Organizacje piłkarskie FIFA i UEFA znalazły się we wtorek w ogniu krytyki posłów do PE po tym, gdy ich przedstawiciele nie potępili piłkarzy skazanych i oskarżonych o uchylanie się od płacenia podatków. W PE padły nazwiska Cristiano Ronaldo i Lionela Messiego.

W PE spotkali się europosłowie komisji śledczej zajmującej się praniem brudnych pieniędzy i uchylaniem się od płacenia podatków. Tematem obrad było nagminne zjawisko unikania płacenia podatków w środowisku piłkarskim.

Na sali padły nazwiska dwóch znanych piłkarzy: Lionela Messiego i Cristiano Ronaldo. Ten pierwszy został skazany za oszustwa podatkowe - nie zapłacił 4,1 mln euro podatków, ukrywając pieniądze w spółkach zarejestrowanych w Belize i Urugwaju. Ronaldo walczy natomiast z zarzutami, że nie zapłacił 14,7 mln euro podatków. W spotkaniu wzięli udział przedstawiciele FIFA i UEFA, jednak żaden z nich - jak podkreślali europosłowie - nie zdobył się na to, żeby skrytykować środowisko piłkarskie za oszustwa związane z podatkami.

Posiedzenie przebiegło w gorącej atmosferze; ze strony europosłów padły oskarżenia, że zarówno UEFA, jak i FIFA przyczyniają się do korumpowania systemu. Jeden z sprawozdawców komisji, poseł Socjalistów i Demokratów Jeppe Kofod skrytykował łagodną postawę klubu FC Barcelona w obliczu skazania Messiego. Wskazał na kampanię klubu w mediach społecznościowych, sygnowaną hashtagiem #WeAreAllLeoMessi.

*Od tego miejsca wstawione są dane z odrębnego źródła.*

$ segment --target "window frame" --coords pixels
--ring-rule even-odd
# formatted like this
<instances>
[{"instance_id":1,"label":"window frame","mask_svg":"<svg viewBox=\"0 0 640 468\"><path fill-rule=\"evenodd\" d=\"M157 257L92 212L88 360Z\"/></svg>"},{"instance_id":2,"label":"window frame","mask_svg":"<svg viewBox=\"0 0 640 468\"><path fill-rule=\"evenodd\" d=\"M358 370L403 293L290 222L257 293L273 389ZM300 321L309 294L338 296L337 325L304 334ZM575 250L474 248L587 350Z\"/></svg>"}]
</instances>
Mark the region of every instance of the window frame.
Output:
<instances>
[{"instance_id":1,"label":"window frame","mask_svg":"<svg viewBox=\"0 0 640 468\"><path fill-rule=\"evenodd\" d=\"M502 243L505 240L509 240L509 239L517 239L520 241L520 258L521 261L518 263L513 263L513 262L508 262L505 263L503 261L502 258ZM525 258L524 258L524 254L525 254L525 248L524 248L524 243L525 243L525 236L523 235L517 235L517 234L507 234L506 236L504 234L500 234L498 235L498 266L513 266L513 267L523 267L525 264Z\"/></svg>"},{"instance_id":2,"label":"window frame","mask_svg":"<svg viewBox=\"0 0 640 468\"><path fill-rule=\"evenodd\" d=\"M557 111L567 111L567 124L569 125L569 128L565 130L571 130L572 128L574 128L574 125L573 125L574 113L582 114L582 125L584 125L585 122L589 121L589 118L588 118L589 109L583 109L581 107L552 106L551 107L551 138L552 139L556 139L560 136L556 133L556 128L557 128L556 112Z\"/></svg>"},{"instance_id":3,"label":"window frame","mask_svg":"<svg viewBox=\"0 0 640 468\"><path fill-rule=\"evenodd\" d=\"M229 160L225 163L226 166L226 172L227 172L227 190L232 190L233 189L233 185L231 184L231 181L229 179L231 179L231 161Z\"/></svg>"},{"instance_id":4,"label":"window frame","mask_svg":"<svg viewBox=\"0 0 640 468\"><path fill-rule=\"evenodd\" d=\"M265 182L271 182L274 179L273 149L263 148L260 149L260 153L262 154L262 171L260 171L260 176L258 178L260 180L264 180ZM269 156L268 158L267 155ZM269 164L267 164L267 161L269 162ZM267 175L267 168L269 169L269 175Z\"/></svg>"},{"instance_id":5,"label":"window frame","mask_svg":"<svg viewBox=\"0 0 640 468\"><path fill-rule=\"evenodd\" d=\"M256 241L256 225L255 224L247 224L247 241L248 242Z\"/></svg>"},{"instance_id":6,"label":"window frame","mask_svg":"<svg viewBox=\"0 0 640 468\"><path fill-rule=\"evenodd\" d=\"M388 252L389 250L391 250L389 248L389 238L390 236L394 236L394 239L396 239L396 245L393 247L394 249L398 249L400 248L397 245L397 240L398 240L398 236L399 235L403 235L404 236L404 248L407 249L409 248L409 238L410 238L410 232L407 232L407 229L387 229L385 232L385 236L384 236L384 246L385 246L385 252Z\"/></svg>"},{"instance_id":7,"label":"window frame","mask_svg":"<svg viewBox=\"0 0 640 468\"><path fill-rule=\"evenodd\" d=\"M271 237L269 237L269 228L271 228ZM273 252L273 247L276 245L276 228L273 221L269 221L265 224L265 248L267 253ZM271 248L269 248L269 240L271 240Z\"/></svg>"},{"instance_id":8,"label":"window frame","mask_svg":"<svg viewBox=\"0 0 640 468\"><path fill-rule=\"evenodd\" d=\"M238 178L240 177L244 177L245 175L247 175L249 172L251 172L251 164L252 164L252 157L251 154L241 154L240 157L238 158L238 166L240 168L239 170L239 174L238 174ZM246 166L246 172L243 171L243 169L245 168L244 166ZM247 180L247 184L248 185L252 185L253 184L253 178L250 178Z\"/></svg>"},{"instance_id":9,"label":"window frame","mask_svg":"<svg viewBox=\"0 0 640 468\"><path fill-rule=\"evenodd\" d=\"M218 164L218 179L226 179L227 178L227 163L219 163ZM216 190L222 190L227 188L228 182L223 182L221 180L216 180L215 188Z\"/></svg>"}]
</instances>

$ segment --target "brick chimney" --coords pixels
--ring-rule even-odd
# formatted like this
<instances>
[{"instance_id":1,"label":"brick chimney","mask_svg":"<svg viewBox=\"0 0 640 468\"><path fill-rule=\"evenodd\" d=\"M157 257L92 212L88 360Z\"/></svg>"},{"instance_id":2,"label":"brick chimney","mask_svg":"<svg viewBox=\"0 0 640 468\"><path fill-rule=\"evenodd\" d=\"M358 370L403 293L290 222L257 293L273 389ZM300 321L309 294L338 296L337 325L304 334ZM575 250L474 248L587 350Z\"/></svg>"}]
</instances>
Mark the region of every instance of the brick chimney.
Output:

"Jeśli popieracie panowie fair play, to czy nie powinniście popierać również uczciwego płacenia podatków?" - pytał Kofod, zwracając się Kimberly'ego Morrisa, przedstawiciela FIFA oraz Juliena Zylbersteina, radcy prawnego UEFA. Jednak obydwaj uchylili się od potępienia gracza i klubu. Morris powiedział, że jest to sprawa "w gestii organów podatkowych". Zylberstein poinformował z kolei, że "uchylanie się od płacenia podatków stanowi wyraźne zagrożenie dla społecznych wartości piłki nożnej i ram regulacyjnych". Zaznaczył jednak, że kwestia ta należy do "organów regulacyjnych".

Reklama

Przewodniczący komisji Werner Langen określił odpowiedzi obu jako "nie do końca zadowalające". Belgijski europoseł frakcji liberałów Louis Michel ocenił natomiast stanowisko obu przedstawicieli jako "dokonały przykład pustosłowia" i potępił ich niechęć do krytyki piłkarzy. "Ci ludzie są całkowicie przeciwni wartościom, których podobno bronicie" - powiedział.

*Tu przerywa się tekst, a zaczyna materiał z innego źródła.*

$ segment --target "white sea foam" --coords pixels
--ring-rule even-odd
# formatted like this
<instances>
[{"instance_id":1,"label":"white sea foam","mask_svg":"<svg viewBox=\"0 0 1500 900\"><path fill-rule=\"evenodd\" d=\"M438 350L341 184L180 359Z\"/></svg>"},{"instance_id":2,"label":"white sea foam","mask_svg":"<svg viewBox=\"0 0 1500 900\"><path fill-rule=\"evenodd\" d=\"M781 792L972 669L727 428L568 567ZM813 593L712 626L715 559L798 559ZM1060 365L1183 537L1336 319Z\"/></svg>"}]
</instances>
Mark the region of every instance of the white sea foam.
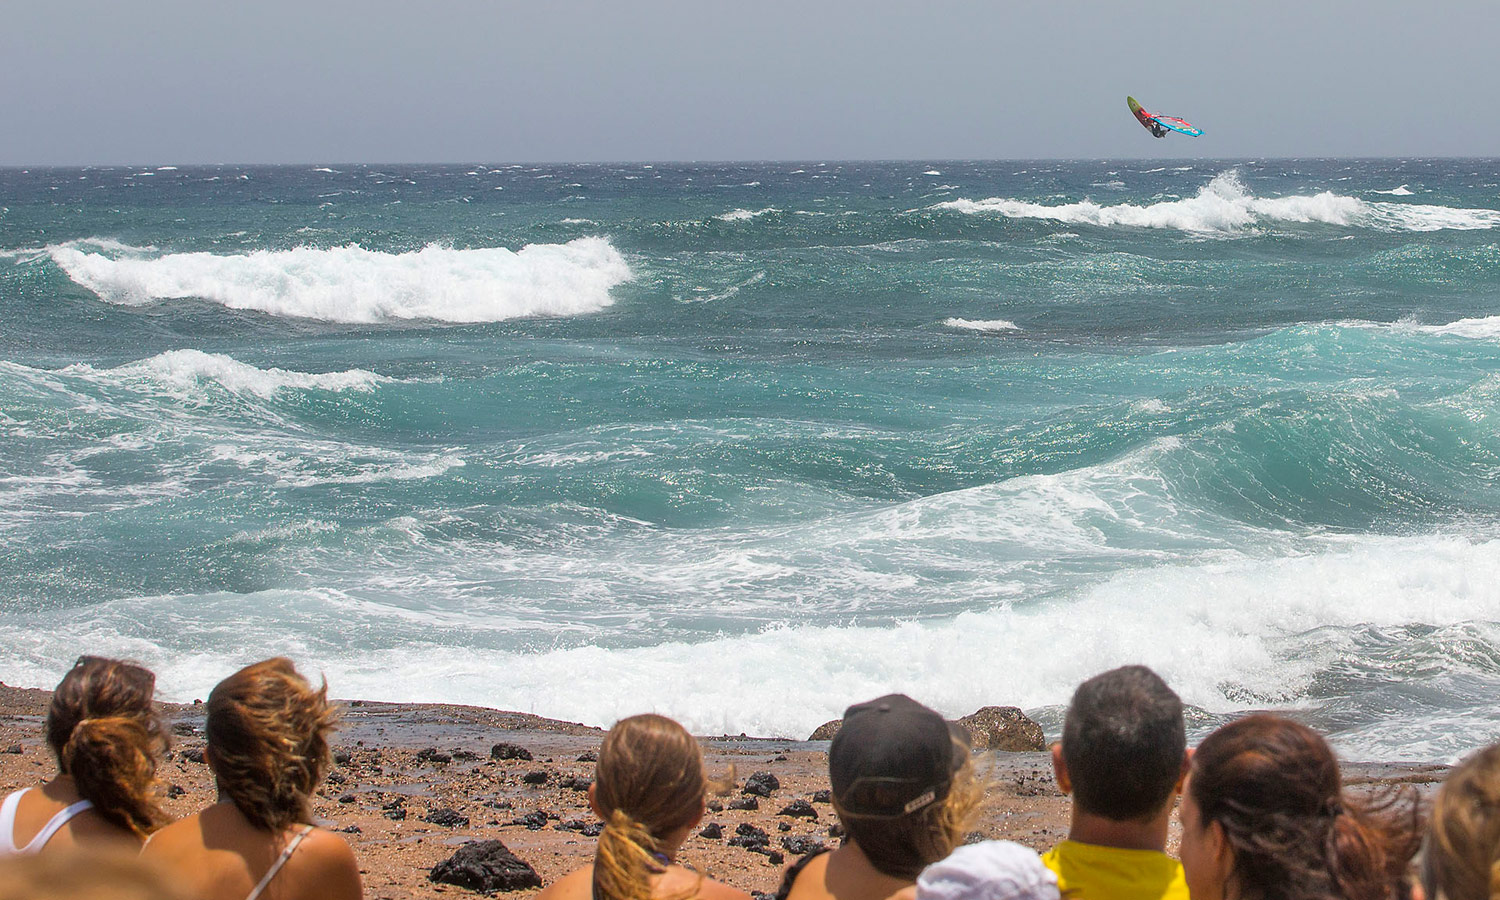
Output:
<instances>
[{"instance_id":1,"label":"white sea foam","mask_svg":"<svg viewBox=\"0 0 1500 900\"><path fill-rule=\"evenodd\" d=\"M609 306L610 290L631 277L619 251L596 237L514 252L435 244L407 253L356 246L236 255L101 249L106 252L76 243L47 248L69 278L110 303L201 298L231 309L328 322L579 315Z\"/></svg>"},{"instance_id":2,"label":"white sea foam","mask_svg":"<svg viewBox=\"0 0 1500 900\"><path fill-rule=\"evenodd\" d=\"M774 206L768 206L765 209L732 209L727 213L714 216L714 218L722 219L725 222L743 222L747 219L758 218L774 212L780 212L780 210Z\"/></svg>"},{"instance_id":3,"label":"white sea foam","mask_svg":"<svg viewBox=\"0 0 1500 900\"><path fill-rule=\"evenodd\" d=\"M1410 188L1408 188L1406 185L1403 184L1403 185L1401 185L1398 188L1392 188L1391 190L1388 190L1388 191L1371 191L1370 193L1372 193L1372 194L1390 194L1392 197L1410 197L1413 192L1412 192L1412 190Z\"/></svg>"},{"instance_id":4,"label":"white sea foam","mask_svg":"<svg viewBox=\"0 0 1500 900\"><path fill-rule=\"evenodd\" d=\"M803 737L846 704L889 691L949 715L999 701L1062 704L1084 678L1126 663L1151 666L1214 712L1305 705L1315 679L1350 660L1359 634L1459 627L1497 603L1500 542L1347 537L1308 553L1120 572L1066 597L945 621L778 626L649 647L495 650L462 637L503 633L510 607L491 621L476 604L457 615L322 589L113 601L57 614L46 629L7 616L0 636L7 680L22 683L53 683L82 643L141 659L166 697L186 700L235 660L288 653L344 696L480 703L597 725L653 709L699 733ZM251 608L257 616L246 620ZM355 619L389 643L349 647ZM1399 752L1401 735L1383 740Z\"/></svg>"},{"instance_id":5,"label":"white sea foam","mask_svg":"<svg viewBox=\"0 0 1500 900\"><path fill-rule=\"evenodd\" d=\"M364 369L322 373L260 369L222 353L201 350L169 350L113 369L78 364L59 371L95 380L146 383L179 392L213 383L232 393L258 397L272 397L282 390L369 391L377 384L392 381Z\"/></svg>"},{"instance_id":6,"label":"white sea foam","mask_svg":"<svg viewBox=\"0 0 1500 900\"><path fill-rule=\"evenodd\" d=\"M1500 228L1500 210L1462 209L1412 203L1360 200L1331 191L1287 197L1255 197L1231 170L1215 176L1196 196L1145 206L1102 206L1091 200L1048 205L1005 197L958 199L934 209L1012 219L1050 219L1102 227L1171 228L1199 233L1232 233L1277 222L1322 223L1382 231Z\"/></svg>"},{"instance_id":7,"label":"white sea foam","mask_svg":"<svg viewBox=\"0 0 1500 900\"><path fill-rule=\"evenodd\" d=\"M1495 340L1500 338L1500 316L1459 319L1457 322L1449 322L1446 325L1418 325L1415 330L1428 334L1451 334L1455 337Z\"/></svg>"},{"instance_id":8,"label":"white sea foam","mask_svg":"<svg viewBox=\"0 0 1500 900\"><path fill-rule=\"evenodd\" d=\"M944 319L943 324L949 328L957 328L963 331L1020 331L1021 326L1008 319L960 319L957 317Z\"/></svg>"}]
</instances>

W spotkaniu uczestniczył też Merijn Rengers, dziennikarz holenderskiego dziennika "NRC Handelsblad". Gazeta jest częścią konsorcjum, które ujawniło nieprawidłowości w świecie piłkarskim. Jak powiedział, w tej branży chęć unikania płacenia podatków jest "nagminna" i dotyczy największych klubów, graczy i agentów piłkarskich. "Każdy wykorzystuje doradców, żeby uniknąć podatków" - powiedział.

Eurodeputowany Zielonych Ernest Urtasun podkreślił, że żałuje, iż "szefowie UEFA i FIFA odmówili wzięcia udziału w posiedzeniu komisji".

"Aleksander Ceferin i Gianni Infantino przewodniczą organizacjom, które zostały dotknięte dużymi skandalami korupcyjnymi, i nadal istnieją obawy dotyczące uczciwości (w tych organizacjach). Te organizacje nie wypełniły swoich obowiązków wynikających z tego, że są organami regulującymi świat piłki nożnej" - zaznaczył.

"Apelujemy do Komisji Europejskiej o podjęcie działań mających na celu zapobieganie uchylaniu się od płacenia podatków w międzynarodowych transferach (piłkarzy) (...) i wynagrodzeniu agentów. Problem jest obecnie poza kontrolą" - dodał Urtasun.